Parfois, la solitude ressemble simplement à une salle de restaurant vide. Roberto Saviano est assis dans un coin, invisible de l’extérieur. C’est ici qu’il a ses habitudes, ici qu’il a le moins de risque de se faire tirer dessus. Les policiers qui le protègent attendent dehors. Le serveur venu prendre la commande lui jette un regard compatissant ; les autres clients de l’établissement déjeunent dans un espace adjacent.

Sous son bonnet noir, on reconnaît à peine l’écrivain de 45 ans qui s’est tant exposé sur les plateaux de télévision, sur sa chaîne YouTube aux 329 000 abonnés, dans les pages des journaux et dans les tribunaux. C’est le but. Mais, bientôt, son visage s’éclaire d’un sourire sincère et le Napolitain tombe le masque. Puis le bonnet.

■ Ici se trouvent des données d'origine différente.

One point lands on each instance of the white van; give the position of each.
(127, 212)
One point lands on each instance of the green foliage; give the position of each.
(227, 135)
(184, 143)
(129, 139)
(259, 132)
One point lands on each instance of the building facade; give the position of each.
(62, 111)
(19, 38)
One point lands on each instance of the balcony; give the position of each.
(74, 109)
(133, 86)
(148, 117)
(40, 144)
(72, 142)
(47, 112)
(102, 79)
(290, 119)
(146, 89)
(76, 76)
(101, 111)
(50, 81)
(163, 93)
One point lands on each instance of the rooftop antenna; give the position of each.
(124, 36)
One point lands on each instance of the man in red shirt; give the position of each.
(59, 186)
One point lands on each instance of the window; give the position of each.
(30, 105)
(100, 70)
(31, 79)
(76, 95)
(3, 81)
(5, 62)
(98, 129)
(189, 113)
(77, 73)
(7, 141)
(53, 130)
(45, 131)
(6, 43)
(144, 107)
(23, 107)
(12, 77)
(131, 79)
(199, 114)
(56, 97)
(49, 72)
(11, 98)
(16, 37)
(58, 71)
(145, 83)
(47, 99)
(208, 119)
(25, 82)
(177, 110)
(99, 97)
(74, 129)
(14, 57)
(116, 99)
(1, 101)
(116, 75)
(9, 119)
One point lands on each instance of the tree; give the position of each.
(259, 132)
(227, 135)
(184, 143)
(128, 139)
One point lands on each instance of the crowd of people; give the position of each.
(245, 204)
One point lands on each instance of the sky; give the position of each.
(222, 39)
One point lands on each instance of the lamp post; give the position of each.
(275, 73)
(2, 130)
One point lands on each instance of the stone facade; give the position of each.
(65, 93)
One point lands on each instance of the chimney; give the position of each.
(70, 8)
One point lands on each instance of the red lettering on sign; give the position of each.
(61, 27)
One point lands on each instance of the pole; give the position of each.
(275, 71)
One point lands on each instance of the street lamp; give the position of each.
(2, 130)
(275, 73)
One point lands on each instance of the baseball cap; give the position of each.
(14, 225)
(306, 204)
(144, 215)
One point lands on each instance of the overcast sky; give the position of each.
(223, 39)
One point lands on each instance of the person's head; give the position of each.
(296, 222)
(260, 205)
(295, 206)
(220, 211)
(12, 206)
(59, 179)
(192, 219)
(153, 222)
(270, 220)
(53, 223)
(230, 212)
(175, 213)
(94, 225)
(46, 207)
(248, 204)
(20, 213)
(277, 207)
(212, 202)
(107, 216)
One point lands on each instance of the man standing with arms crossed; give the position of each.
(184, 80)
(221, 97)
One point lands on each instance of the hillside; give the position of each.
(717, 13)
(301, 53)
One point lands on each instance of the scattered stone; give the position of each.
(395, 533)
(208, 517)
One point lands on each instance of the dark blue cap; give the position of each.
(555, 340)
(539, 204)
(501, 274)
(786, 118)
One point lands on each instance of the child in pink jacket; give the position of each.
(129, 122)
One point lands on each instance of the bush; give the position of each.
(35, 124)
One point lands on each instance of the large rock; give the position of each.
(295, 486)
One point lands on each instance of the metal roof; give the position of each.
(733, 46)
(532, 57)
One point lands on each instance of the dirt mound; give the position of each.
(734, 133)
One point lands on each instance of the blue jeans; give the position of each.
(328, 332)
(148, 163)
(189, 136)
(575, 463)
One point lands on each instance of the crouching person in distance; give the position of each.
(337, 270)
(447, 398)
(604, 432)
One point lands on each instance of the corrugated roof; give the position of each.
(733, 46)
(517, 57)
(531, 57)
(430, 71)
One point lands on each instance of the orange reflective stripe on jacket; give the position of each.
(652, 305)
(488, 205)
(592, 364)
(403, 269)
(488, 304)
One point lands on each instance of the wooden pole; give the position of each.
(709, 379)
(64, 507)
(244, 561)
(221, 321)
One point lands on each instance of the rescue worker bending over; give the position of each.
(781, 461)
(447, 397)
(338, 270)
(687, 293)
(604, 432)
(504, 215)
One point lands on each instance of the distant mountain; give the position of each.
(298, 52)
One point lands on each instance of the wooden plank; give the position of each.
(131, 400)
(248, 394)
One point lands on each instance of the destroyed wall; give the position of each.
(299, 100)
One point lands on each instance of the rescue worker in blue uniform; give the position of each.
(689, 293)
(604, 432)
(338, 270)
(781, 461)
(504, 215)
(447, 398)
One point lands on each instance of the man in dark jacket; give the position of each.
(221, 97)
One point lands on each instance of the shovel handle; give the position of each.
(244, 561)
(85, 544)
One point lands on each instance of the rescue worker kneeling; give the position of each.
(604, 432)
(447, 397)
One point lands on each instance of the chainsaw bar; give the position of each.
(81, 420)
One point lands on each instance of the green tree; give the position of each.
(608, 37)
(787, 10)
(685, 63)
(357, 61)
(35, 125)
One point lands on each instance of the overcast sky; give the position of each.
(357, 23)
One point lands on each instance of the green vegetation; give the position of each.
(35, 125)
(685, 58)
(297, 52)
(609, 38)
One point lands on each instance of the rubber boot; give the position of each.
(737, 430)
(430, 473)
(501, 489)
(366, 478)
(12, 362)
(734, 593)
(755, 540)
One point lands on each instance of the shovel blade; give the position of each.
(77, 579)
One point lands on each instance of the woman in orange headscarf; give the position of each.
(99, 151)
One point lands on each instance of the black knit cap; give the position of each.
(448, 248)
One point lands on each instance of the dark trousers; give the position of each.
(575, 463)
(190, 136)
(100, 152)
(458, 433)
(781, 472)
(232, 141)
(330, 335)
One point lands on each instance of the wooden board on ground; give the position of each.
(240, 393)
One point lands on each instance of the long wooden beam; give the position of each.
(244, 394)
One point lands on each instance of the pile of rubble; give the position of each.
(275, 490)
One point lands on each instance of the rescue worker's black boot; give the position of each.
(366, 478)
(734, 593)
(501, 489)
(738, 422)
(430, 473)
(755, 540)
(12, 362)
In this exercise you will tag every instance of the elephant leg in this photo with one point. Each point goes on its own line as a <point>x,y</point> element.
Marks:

Roberto Saviano est l’un des quelque 600 Italiens vivant sous protection, qu’ils soient menacés par la pègre ou les néofascistes de diverses mouvances. Depuis la publication, en 2006, de Gomorra, sur l’emprise criminelle de la puissante Camorra, la mafia de Naples et de sa région, les camorristes ont juré d’éliminer son auteur ; dix-neuf années que l’écrivain endure une « vie blindée », comme il l’appelle. Mais Roberto Saviano en est persuadé, un jour, tout ça s’arrêtera : « J’ai perdu mes 20 ans, puis mes 30 ans. A un moment donné, forcément, quelque chose changera. Je vivrai pleinement mes 50 ans. »

Rome ménagerait la Libye

Le quartier romain où on le retrouve et qui accueillait jadis des abattoirs, leurs employés et de nombreux bouchers s’est gentrifié. De ce passé disparu restent quelques plats typiques de viande, servis dans de vieux restaurants, comme ces tripes à la sauce tomate que Roberto Saviano a commandées. Mais il s’en veut de manger trop de pain. Il doit faire attention. Il n’a pas si souvent l’occasion de se dégourdir les jambes.